For reporting purposes, the claim must be based on a practitioner’s provision of or failure to provide healthcare services; the NPDB interprets this broadly. For instance, if a suit is brought against a practitioner alleging medical malpractice and other torts, and the medical malpractice counts are dropped, if the insured is still named in the suit and OMIC makes a payment on behalf of the insured practitioner, OMIC must report the payment. The narrative portion of the report can be used to explain why the payment was made, that the medical malpractice allegations were dropped, or any other relevant data.

A report is only required if the practitioner is named, identified, or otherwise described in both (1) the written complaint or claim demanding payment and (2) the settlement release or final adjudication, if any. So if a practitioner is named in the release but not in the demand or lawsuit, that practitioner need not be reported. If a practitioner was named in a lawsuit but is later dismissed and is not identified in the settlement release, a payment need not be reported for that practitioner unless his or her dismissal resulted from a condition in the settlement or release.

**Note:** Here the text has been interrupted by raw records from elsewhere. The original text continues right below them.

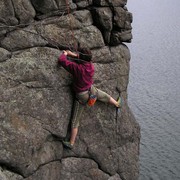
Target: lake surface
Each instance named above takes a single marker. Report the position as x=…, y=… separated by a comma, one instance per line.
x=154, y=87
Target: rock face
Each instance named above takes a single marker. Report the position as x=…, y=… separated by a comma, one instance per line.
x=36, y=98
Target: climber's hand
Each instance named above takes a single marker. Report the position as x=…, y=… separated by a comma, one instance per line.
x=71, y=53
x=65, y=53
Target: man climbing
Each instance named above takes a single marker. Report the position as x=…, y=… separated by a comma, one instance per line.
x=85, y=91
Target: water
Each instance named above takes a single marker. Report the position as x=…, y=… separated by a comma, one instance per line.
x=154, y=88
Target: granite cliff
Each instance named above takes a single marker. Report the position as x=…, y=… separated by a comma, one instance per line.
x=36, y=98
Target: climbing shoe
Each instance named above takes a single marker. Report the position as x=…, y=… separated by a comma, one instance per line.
x=67, y=144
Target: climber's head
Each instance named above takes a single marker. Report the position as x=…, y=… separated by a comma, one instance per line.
x=85, y=54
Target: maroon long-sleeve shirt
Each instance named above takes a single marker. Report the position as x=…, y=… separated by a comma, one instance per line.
x=82, y=73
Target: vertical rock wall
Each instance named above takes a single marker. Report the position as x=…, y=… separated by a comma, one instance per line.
x=36, y=98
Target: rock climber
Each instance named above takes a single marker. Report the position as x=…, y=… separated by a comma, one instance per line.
x=85, y=92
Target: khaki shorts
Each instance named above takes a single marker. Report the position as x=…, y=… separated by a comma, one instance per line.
x=81, y=102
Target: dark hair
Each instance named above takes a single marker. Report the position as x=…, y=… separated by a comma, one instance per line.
x=85, y=54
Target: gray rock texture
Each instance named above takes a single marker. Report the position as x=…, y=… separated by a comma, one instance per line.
x=36, y=99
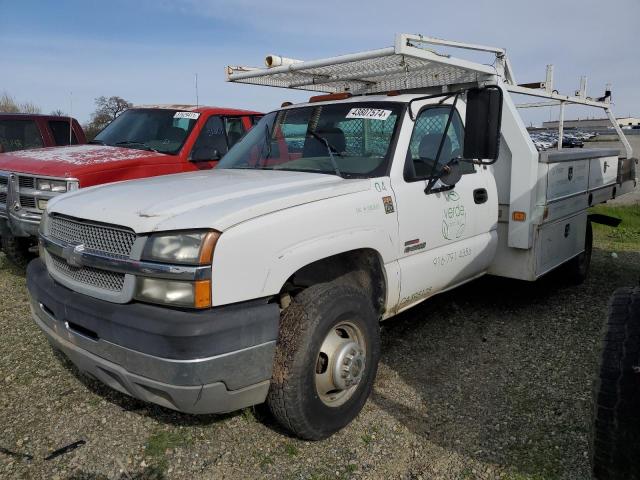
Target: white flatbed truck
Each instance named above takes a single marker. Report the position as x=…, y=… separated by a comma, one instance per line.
x=266, y=278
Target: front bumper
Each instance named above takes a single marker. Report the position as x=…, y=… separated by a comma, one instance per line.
x=194, y=362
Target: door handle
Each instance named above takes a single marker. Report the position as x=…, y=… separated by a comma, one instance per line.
x=480, y=195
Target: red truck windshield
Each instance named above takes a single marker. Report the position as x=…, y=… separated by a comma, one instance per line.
x=159, y=130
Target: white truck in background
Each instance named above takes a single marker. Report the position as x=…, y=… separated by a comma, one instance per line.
x=265, y=279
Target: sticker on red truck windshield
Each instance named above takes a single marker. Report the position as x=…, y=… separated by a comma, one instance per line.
x=189, y=115
x=372, y=113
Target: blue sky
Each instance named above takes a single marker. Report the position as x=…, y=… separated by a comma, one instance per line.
x=149, y=51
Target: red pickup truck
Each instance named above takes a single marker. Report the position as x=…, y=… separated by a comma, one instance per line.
x=20, y=131
x=142, y=142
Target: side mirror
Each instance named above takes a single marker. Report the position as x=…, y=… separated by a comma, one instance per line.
x=205, y=154
x=482, y=125
x=451, y=173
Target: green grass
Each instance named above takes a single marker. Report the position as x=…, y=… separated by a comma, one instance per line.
x=624, y=237
x=291, y=449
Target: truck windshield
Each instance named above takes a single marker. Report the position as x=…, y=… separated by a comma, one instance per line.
x=160, y=130
x=345, y=139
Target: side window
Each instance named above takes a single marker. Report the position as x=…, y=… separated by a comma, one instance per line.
x=212, y=137
x=19, y=135
x=60, y=130
x=425, y=141
x=234, y=129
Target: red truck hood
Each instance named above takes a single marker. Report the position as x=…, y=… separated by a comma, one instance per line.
x=74, y=160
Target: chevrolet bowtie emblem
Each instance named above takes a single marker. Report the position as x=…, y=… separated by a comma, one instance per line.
x=73, y=255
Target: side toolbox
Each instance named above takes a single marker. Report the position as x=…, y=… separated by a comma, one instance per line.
x=559, y=241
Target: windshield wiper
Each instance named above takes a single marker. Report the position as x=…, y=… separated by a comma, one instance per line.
x=267, y=142
x=330, y=149
x=135, y=142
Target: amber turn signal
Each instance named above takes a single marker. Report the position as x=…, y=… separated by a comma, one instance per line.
x=202, y=294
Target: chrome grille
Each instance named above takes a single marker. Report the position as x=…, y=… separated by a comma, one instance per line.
x=26, y=182
x=105, y=239
x=91, y=276
x=27, y=202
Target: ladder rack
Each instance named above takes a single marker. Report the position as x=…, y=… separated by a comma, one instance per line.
x=406, y=66
x=412, y=65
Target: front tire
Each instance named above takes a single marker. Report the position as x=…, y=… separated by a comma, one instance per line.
x=616, y=427
x=17, y=249
x=326, y=360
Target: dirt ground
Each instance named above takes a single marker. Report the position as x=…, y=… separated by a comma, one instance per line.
x=492, y=380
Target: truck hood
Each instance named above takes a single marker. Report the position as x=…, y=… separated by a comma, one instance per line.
x=218, y=198
x=74, y=160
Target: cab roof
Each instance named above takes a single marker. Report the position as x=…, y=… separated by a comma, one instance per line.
x=199, y=108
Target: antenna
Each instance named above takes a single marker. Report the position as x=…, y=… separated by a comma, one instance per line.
x=197, y=100
x=70, y=120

Even if several ophthalmologists are insured under one policy, a report is made to the NPDB only for the individual practitioner for whose benefit a payment was made. If OMIC makes a payment for the benefit of multiple insureds due to one claim, reports must be submitted for each insured. If it is impossible to determine the amount paid on behalf of each insured individually, the total amount and the total number of practitioners must be reported on each submission. If payment can be apportioned, OMIC must report the actual amount paid for the benefit of each practitioner on their respective reports. If multiple payers contribute to the settlement or satisfaction of a judgment for the benefit of one practitioner, they each must submit a report. For example, if OMIC and a patient compensation fund each pay a share of an award, they report their respective payments to the NPDB.

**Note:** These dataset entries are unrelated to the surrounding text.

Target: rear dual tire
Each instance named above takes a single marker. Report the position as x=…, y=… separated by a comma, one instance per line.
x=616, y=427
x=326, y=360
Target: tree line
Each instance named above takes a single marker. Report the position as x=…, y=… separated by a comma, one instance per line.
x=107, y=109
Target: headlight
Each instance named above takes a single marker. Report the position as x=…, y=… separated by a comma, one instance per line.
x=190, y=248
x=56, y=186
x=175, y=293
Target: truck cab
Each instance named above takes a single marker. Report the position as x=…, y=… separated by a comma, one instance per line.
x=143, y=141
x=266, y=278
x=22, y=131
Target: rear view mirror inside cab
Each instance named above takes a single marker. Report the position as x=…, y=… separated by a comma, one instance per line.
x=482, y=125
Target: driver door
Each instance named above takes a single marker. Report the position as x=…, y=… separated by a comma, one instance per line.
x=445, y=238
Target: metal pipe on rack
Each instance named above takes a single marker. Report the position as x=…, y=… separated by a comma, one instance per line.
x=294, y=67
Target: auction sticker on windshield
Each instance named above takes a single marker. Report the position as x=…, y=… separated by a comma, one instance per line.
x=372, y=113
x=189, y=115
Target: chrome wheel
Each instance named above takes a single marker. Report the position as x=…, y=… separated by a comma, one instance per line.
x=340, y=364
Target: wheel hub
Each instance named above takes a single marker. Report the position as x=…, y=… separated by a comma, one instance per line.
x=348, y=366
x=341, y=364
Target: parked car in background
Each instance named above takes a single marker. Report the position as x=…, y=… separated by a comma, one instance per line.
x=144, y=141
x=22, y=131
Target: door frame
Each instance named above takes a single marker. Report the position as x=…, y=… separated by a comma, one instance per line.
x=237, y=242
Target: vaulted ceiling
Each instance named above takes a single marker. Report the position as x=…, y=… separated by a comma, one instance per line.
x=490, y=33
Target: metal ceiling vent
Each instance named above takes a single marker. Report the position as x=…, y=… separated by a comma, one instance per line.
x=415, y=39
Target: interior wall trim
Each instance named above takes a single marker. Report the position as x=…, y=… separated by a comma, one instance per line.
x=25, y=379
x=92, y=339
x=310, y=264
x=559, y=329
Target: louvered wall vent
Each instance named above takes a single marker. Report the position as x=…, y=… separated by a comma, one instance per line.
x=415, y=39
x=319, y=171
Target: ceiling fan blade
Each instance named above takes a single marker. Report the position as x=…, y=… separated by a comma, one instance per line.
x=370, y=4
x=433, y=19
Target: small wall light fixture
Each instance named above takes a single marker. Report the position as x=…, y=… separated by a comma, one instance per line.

OMIC is also required to submit a copy of the NPDB report to the appropriate licensing board in the state where the act or omission that was the basis of the claim occurred. Generally, OMIC does not supply any further information on the claim to any state administrative body unless it is necessary to coordinate payment with a patient compensation fund.

As a reminder, the NPDB was created by Congress as an electronic repository of information on medical malpractice payments and certain adverse actions that authorized organizations can access to make licensing, credentialing, privileging, or employment decisions. The reports are confidential and not available to the public, though the subjects of these reports have access to their own information. Federal law makes clear that reporting a medical malpractice payment is not an admission that the practitioner did anything wrong. The law states that a “payment in settlement of a medical malpractice action or claim shall not be construed as creating a presumption that medical malpractice has occurred.” The NPDB recognizes that some claims are settled for convenience and are not a reflection of the professional competence or conduct of a practitioner.